THE WPRA ELECTED STEVE WELLER to serve as its first informal president, collected dues and signed up hundreds of members. The next big challenge came in 1960 when the City Planning Commission was to approve a zoning variance for the construction of two 14-story high-rise buildings on Orange Grove Boulevard, near Colorado Boulevard.
Becky Wheeler recalls a conversation she had with Lee Hines, Planning Commission chair. Becky asked her why they were doing this to the neighborhood. Lee replied that it was because the neighborhood was blighted, the houses were over 30 years old and the streets were too narrow.
It was this, as much as anything, that drove the neighbors’ reaction against it. “We rose in wrath, and the rest is history,” she says.
At a public hearing on the high-rise issue, it became clear that the variance was a fait accompli, and the City was prepared to approve it.
We rose in wrath, and the rest is history”Becky Wheeler
Also attending the hearing was a Pasadena newcomer, Richard Jencks, an attorney working in the film industry negotiating labor agreements.
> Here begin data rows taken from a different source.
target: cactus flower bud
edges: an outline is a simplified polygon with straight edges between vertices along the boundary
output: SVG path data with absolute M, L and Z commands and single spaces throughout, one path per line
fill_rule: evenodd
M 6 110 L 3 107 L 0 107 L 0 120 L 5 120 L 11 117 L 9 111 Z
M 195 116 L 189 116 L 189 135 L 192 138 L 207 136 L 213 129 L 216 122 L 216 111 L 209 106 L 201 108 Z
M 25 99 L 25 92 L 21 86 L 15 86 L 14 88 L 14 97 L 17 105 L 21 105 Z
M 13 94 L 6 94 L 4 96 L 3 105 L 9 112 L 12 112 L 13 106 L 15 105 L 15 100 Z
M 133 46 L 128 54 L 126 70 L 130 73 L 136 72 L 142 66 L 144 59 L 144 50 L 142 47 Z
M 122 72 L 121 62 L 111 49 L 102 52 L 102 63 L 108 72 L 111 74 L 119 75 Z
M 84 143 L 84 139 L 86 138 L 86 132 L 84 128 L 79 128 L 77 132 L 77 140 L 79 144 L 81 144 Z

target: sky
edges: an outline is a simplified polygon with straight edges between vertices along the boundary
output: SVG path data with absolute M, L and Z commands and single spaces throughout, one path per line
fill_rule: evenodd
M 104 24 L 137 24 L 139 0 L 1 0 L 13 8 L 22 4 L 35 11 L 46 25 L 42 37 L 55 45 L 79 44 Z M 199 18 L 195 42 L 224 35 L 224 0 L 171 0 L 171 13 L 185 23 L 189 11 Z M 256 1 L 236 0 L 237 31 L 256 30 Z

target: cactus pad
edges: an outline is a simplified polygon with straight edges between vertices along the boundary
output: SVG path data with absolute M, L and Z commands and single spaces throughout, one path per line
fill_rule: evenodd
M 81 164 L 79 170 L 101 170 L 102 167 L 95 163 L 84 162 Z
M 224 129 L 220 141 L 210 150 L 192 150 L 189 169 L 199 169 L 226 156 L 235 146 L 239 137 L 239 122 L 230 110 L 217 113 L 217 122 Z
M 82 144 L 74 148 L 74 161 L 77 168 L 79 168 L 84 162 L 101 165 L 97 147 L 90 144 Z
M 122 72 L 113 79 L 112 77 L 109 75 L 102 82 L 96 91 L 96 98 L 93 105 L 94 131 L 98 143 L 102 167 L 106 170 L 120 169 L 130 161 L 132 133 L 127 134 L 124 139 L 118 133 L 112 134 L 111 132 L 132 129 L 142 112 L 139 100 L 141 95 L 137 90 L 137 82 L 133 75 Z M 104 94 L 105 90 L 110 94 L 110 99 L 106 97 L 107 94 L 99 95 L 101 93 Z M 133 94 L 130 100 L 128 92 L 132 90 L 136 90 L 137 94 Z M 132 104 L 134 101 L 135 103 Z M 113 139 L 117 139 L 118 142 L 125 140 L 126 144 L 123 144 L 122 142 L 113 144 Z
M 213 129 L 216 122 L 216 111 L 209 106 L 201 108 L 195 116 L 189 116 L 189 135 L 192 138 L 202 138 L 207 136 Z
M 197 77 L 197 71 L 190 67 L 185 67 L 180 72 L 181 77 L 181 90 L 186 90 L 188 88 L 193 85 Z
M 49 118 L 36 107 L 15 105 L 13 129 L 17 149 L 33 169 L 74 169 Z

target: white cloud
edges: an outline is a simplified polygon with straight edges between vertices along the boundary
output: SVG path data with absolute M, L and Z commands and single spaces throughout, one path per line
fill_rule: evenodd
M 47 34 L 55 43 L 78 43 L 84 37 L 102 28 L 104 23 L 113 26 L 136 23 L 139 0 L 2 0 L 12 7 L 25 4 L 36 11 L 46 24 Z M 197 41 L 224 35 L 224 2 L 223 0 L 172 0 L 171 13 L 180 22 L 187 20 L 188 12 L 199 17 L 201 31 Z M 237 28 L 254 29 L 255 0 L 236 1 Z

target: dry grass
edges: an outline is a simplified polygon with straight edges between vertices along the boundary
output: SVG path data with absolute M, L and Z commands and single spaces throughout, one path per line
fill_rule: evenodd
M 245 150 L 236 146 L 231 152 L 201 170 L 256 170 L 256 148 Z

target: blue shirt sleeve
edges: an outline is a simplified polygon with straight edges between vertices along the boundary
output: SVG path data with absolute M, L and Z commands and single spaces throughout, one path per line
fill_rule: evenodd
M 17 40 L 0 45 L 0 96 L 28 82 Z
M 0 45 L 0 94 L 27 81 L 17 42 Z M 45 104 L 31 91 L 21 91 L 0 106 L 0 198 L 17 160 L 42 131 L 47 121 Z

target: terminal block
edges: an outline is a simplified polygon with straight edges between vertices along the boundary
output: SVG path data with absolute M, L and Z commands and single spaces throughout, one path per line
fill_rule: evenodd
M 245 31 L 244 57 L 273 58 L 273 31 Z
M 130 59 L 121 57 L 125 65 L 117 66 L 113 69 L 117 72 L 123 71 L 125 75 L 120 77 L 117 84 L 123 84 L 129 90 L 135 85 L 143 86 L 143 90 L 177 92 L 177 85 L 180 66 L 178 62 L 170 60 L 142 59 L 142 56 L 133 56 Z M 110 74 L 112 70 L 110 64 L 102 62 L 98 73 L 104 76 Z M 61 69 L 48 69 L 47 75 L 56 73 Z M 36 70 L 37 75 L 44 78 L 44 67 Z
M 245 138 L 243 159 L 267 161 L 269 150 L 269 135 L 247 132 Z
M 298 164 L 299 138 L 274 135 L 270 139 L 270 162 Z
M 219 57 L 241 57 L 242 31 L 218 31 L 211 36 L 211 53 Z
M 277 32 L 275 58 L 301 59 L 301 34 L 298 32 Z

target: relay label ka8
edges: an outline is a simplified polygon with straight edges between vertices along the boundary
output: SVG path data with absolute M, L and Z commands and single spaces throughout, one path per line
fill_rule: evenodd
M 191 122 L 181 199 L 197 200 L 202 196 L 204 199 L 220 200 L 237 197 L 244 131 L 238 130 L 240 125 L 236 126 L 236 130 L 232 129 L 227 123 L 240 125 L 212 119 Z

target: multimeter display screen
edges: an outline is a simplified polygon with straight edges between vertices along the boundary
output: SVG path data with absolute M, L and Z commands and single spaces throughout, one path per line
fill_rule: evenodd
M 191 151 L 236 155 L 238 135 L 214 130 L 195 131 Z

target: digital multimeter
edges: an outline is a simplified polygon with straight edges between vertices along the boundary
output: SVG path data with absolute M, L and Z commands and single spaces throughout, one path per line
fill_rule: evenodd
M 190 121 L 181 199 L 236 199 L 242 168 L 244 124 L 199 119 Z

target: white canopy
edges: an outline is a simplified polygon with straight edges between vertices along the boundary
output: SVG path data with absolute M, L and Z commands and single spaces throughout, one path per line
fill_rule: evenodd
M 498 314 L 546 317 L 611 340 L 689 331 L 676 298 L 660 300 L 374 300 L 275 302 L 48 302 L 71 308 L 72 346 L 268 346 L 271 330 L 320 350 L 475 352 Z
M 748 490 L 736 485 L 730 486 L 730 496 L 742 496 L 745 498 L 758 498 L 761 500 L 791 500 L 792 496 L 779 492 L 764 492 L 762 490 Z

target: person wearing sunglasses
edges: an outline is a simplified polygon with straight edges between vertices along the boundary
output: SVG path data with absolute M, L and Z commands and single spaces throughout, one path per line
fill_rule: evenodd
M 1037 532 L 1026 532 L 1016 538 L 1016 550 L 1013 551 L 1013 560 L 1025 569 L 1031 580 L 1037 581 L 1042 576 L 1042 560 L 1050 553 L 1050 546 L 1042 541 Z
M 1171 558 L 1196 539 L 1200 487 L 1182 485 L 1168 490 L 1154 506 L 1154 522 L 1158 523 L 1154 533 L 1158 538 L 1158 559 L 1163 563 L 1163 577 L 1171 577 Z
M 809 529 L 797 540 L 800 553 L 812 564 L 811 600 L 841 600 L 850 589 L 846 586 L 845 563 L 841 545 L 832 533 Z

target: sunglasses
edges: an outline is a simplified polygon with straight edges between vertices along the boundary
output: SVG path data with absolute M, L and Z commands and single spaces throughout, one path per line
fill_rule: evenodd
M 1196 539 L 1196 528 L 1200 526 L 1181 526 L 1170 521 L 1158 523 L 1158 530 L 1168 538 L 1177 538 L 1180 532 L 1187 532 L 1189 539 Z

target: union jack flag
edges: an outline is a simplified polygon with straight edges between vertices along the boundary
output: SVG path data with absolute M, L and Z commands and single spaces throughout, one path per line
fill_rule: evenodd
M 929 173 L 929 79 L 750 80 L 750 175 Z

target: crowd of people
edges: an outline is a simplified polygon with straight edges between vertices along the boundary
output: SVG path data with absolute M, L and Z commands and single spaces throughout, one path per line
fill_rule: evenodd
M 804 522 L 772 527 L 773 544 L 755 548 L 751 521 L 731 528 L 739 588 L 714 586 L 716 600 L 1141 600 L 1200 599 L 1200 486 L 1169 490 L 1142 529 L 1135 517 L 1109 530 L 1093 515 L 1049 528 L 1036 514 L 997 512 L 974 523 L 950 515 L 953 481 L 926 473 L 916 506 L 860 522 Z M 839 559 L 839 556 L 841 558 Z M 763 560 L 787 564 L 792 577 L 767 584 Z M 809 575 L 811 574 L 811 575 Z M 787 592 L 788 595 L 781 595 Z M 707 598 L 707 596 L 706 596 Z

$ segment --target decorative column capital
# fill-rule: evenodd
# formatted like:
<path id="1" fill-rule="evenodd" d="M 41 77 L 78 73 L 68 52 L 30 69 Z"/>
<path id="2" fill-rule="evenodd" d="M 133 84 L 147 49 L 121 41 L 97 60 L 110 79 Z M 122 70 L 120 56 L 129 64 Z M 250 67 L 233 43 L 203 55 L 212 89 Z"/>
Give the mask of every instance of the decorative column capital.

He argued eloquently against granting the variance.
MARGE AND BECKY RECOGNIZED political talent when they saw it, and approached Jencks after the meeting to enlist him in their campaign. For a while it looked as if their efforts would fail; the City Board had approved the variance.
During a tennis match between Jencks and his friend, Roy Tolles, at Caltech, Tolles suggested that Jencks contact lawyer Tom LeSage to see whether the issue could be taken to referendum and defeated by a vote of the people. It could.
The WPRA swung into action. Marge and Becky organized precincts and assigned members to walk them city-wide.
The group started raising money for the fight — enough to print and mail leaflets and hire consultant Stu Spencer, one of the nation’ s earliest and most successful election advisors, to help organize. Richard Jencks continued to speak publicly against the variance and rally support from the Pasadena Star-News and other press outlets, proving to be an articulate and effective public spokesman.
THE WPRA HAD SOME of the best-trained and most sophisticated precinct workers in any municipal election anywhere in the country. They joined forces with other neighborhood associations, as far as Hastings Ranch in East Pasadena. “Vote YES for NO on High Rise” became a city-wide campaign. They worked hard to frame the issue as a positive vote. “We wanted people to vote yes, to be for us and with us,” says Marge. “Hence, the YES on NO phrasing.”
On November 14, 1961, WPRA’s “Vote YES for NO on high rise” won a huge victory. The high-rise ordinance was nullified, and although the developers still pressed for their variance from the City Board, they were turned down.
BECKY REMEMBERS, “The high-rise campaign was the last straw as we saw it. After that we knew we had to have a permanent organization so we wouldn’t have to regroup again and again, because we knew there were going to be more issues that would need to be addressed.”
The group incorporated in 1962 with Richard Jencks as its first president, and officially continued with a mission of maintaining and enhancing the character of southwest Pasadena and the quality of life in Pasadena.
At the same time, they also realized they needed permanent elected representation with the City to help protect residential interests of the neighborhood. They chose Richard Jencks, and worked together, democrat and republican, to get him elected to the Pasadena City Board in March 1963, giving the group an official voice in policy decisions.
SINCE ITS CREATION, the WPRA has done an exemplary job of maintaining the unique quality of life and character of the neighborhood. The 50th anniversary for a group that continues to thrive is a most gratifying testament to all people, past and present, who have committed to its mission.